Selon un document paru lundi dans la revue «Proceedings of the National Academy of Science», dont le siège est aux États-Unis, les pays à faibles revenus ont indirectement subventionné le niveau de vie des pays à revenus moyens et élevés par plus de 3 milliards de milliards $ entre 1961 et 2000 - presque entièrement à cause des changements climatiques.

Les auteurs de la recherche disent espérer que leur travail stimule des discussions productives sur les responsabilités environnementales des nations, affirme Thara Srinivasan, coauteure du document et chercheuse à l'Université de Californie à Berkeley.

Mme Srinivasan s'est penchée sur six dossiers environnementaux - changements climatiques, appauvrissement de la couche d'ozone, intensification de l'agriculture, déforestation, surpêche et assèchement des mangroves littorales.

Les chercheurs ont ensuite divisé les nations entre groupes à revenus élevés, moyens et faibles et ont tenté de déterminer combien chaque problème environnemental avait coûté à chaque groupe.
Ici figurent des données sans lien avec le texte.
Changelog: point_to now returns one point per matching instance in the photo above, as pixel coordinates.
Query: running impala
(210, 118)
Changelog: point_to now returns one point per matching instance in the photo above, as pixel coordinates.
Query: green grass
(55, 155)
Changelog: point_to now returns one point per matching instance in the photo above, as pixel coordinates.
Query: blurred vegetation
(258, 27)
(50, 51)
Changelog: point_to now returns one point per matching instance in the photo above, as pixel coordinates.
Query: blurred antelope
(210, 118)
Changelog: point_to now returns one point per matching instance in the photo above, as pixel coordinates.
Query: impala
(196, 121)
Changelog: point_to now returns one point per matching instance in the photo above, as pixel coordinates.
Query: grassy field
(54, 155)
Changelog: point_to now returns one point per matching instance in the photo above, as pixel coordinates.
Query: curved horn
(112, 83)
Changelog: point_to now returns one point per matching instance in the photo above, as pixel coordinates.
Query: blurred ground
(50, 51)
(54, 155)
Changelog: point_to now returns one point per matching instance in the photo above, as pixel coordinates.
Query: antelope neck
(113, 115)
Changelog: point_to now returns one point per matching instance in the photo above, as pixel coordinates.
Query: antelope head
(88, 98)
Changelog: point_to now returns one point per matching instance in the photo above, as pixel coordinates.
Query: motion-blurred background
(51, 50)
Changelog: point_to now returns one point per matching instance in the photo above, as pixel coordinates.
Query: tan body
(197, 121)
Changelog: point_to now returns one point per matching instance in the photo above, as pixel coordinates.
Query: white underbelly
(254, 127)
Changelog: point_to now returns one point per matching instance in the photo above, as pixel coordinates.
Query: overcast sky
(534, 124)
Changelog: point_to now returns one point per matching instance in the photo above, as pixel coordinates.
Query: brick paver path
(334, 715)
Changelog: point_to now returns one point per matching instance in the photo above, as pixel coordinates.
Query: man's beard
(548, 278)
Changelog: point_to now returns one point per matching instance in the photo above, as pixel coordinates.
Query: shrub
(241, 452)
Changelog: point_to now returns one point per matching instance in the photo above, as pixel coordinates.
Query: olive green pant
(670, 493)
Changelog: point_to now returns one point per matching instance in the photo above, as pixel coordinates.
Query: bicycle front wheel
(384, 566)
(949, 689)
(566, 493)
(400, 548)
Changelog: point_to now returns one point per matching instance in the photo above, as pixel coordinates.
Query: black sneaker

Ils ont finalement tenté d'évaluer quelle proportion de chaque problème avait été causée par chaque groupe.

Ils ont conclu que les pays pauvres, responsables d'environ 13 pour cent des gaz à effet de serre produits pendant cette période, en supporteront jusqu'à 29 pour cent des coûts, mesurés en impacts sur l'agriculture, les ressources en eau, les perturbations des écosystèmes et les risques d'événements météorologiques catastrophiques.

Bien que les nations les moins riches n'aient contribué qu'à raison de 1,3 pour cent aux gaz destructeurs de la couche d'ozone, ils payeront 15 pour cent de la facture en termes d'impact sur la santé.

Les deux groupes de pays aux revenus supérieurs ont consommé à peu près 85 pour cent des poissons capturés dans leurs eaux tandis que les pays les plus pauvres - qui représentent environ le tiers de la population mondiale - n'ont conservé qu'environ 15 pour cent des leurs. Les pays pauvres n'ont d'ailleurs pratiquement pas pêché en haute mer. Les poissons pêchés dans les eaux des pays à bas revenus aboutissent finalement dans les assiettes du reste de la planète, dit Mme Srinivasan.

En tout, près de 55 pour cent des coûts environnementaux assumés par les pays pauvres ont été causés par des pays appartenant aux groupes des revenus moyens et élevés.

«Notre analyse met en lumière les dommages écologiques que les pays pauvres supportent pour permettre indirectement aux pays prospères de maintenir leur niveau de vie», conclut le rapport.